[core] Add release test to simulate network transient error via ip tables #58241

Sparks0219 · 2025-10-28T06:01:16Z

Description

Briefly describe what this PR accomplishes and why it's needed.

To simulate transient network errors we were initially going to use AWS FIS testing but there's a couple problems:
1.) The minimum timeout is 60 seconds causing node death. We weren't able to determine whether we could fix this by tuning ray_config env variables or whether this was due to some mechanism in Anyscale. It would probably take a decent amount of time to figure out + coordination with infra so decided to try the IP table route first
2.) The FIS experiment will introduce cross AZ transient network errors across all clusters in staging

Hence we instead explored an approach of ssh-ing into each node and modifying the IP tables to drop all ingoing/outgoing traffic except intra-node traffic to simulate cross AZ fault tolerance. It actually wasn't so bad to implement, and it works pretty well. You can tune the timeout to what you want and it only affects the nodes in your cluster hence avoids the cons of both listed above. Adding the script into prod since I think it could be helpful for future chaos testing.

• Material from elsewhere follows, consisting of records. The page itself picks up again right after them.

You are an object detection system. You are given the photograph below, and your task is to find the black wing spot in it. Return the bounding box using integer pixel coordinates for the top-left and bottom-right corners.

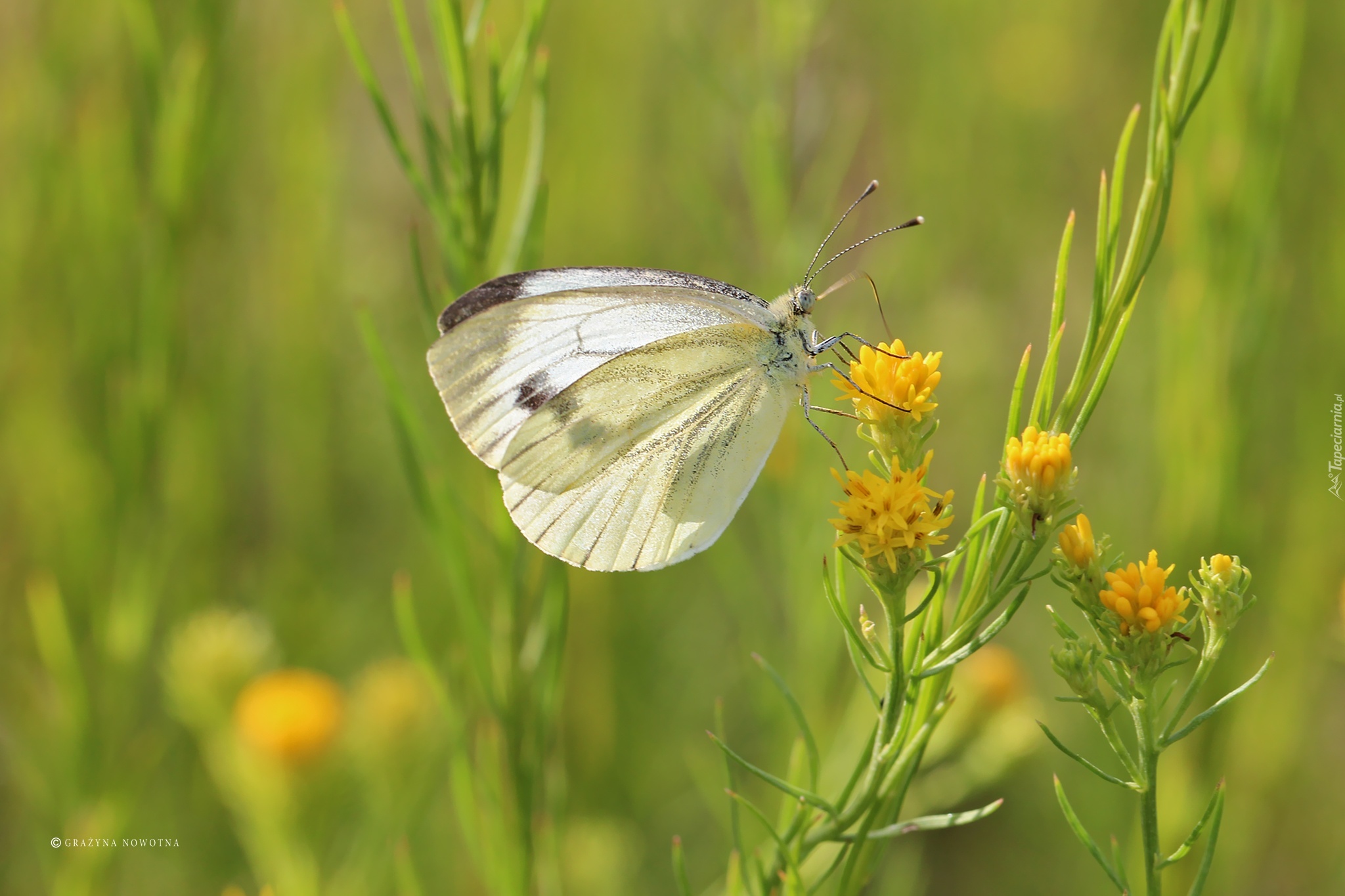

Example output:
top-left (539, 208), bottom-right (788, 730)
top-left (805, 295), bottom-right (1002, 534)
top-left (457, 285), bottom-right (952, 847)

top-left (514, 371), bottom-right (556, 411)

Signed-off-by: joshlee <joshlee@anyscale.com>

python/ray/_private/simulate_cross_az_network_failure.py

gemini-code-assist

Code Review

This pull request introduces a new script to simulate transient network failures across availability zones by manipulating iptables on Ray nodes. This is a useful tool for testing fault tolerance.

My review focuses on improving the robustness and maintainability of the script. The main points are:

The iptables commands should be made idempotent by using a custom chain to avoid potential issues with leftover rules.
The script should use public Ray APIs instead of internal ones to ensure it doesn't break with future Ray updates.
The default concurrency for SSH connections is very high and could be lowered to prevent resource exhaustion.

Overall, the script is well-structured and the approach is sound. The suggested changes will make it more reliable and easier to maintain.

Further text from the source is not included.